Google Waveと有限の隔たり


ネットからなるべく距離を置こうと思っていたプチ夏休みの間にGoogle Wave開発中止のニュースが流れました。週が明けてからこの件にコメントするのは遅すぎの感がありますが、このブログを振り返ってみるとWaveについて何度も言及しており、それなりの思い入れもあったんだろうなということで、簡単に感想を述べておきます。


まあ一言でいえば市場の評価は「そんなリアルタイムいらねー。てか、付いてけないし」といったところではないでしょうか。


昨年5月末のWave発表直後、第一印象について書き残していた(『Google Wave に人類は対応できるか』)のですが、Waveレベルのリアルタイムは人間もインフラもまだ必要としないし付いていくだけの準備もできていなかったということでしょう。(以下当該エントリーからの抜粋)

異なるツールの比較をするなと言われそうですが、Twitter が普通に受け入れられるようなってはじめて、世界は Wave への入り口という段階に立つ、そんな感覚を持っています。流れ続ける情報への対応、フラットな世界、そういった要素を持ち合わせた Twitter には、Wave と部分的に共有する before/after の境界線があるように思います。


現在の私たちに必要な「リアルタイム」は、コンピュータと人間がリアルタイムで結ばれることではなくて、あらゆるコンピュータシステム同士がリアルタイムにつながり、人間が必要と思ったときにその瞬間の最新のデータが引き出せる、あるいはアクセスできることではないか、そんな気がしています。そういう意味でも、Waveは早すぎたんだと思います。コンピュータと人間の間には有限の隔たりが必要なんだと。

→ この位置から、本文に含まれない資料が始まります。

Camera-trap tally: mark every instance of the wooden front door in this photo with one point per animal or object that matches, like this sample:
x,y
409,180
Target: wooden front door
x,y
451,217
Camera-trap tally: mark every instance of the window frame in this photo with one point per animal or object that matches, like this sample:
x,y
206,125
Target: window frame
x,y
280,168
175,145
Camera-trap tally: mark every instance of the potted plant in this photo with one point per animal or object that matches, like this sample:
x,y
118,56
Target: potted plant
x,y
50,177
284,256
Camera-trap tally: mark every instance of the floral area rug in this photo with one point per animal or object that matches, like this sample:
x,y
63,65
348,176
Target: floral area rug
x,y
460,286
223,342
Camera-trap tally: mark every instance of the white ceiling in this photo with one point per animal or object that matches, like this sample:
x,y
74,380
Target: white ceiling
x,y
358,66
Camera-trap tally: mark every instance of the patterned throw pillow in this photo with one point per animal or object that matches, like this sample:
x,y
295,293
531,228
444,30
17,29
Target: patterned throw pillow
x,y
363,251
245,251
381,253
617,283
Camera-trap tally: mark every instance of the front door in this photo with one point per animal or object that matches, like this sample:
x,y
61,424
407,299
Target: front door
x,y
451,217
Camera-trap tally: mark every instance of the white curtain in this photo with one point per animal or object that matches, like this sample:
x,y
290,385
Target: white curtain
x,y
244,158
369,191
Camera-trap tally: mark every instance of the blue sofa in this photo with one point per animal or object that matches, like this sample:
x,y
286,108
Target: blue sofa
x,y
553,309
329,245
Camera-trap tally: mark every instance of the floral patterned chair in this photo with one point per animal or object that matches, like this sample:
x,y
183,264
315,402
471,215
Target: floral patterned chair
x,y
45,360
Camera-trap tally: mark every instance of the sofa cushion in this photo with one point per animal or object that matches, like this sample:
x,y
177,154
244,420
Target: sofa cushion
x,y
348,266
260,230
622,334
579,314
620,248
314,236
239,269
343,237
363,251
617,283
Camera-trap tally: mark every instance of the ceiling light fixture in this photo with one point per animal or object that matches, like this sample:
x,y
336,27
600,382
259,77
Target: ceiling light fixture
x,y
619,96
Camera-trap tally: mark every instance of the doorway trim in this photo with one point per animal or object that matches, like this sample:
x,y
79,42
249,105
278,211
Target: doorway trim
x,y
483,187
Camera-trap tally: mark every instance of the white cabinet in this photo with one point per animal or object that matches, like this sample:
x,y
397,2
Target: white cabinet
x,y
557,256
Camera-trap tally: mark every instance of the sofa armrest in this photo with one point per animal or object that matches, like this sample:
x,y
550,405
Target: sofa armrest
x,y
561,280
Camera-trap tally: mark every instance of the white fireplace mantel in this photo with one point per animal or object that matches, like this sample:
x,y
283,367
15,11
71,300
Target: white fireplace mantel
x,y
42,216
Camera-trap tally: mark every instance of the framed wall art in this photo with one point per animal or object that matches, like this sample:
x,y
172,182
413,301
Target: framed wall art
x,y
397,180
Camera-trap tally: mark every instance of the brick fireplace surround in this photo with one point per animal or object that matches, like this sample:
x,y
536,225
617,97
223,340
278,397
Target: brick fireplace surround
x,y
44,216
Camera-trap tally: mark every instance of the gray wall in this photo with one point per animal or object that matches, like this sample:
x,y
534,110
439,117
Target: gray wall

話題は別方向に飛びますが、当初から懐疑的な意見を述べてきたWaveとは違ってGoogle Buzzには希望の光を感じているんですよね。自分でも不思議。しかもぼくはまったくBuzzを使っていないのに。(笑) Gmailと一体化しているという機能面での優位性と、メールと文書データベースの中間のような立ち位置が、ぼくにそう感じさせるのでしょう。まあ、こいつもそのうちポシャッってしまうのかもしれませんが。。


Buzzについて言いたかったことはこちら(→『Google Waveの反省から生まれたBuzz (と言い切ってみる)』)のエントリーに書いてあります。GoogleFacebookに対抗するとかしないとかいう話がちらほら聞こえてきますが、Googleが本気でそこを狙うなら、Gmailのシェアを上げることにガッツンガッツン心血を注ぎ、その裏でBuzzをベースとしたコミュニケーションネットワーク作っていくというのが王道でしょう。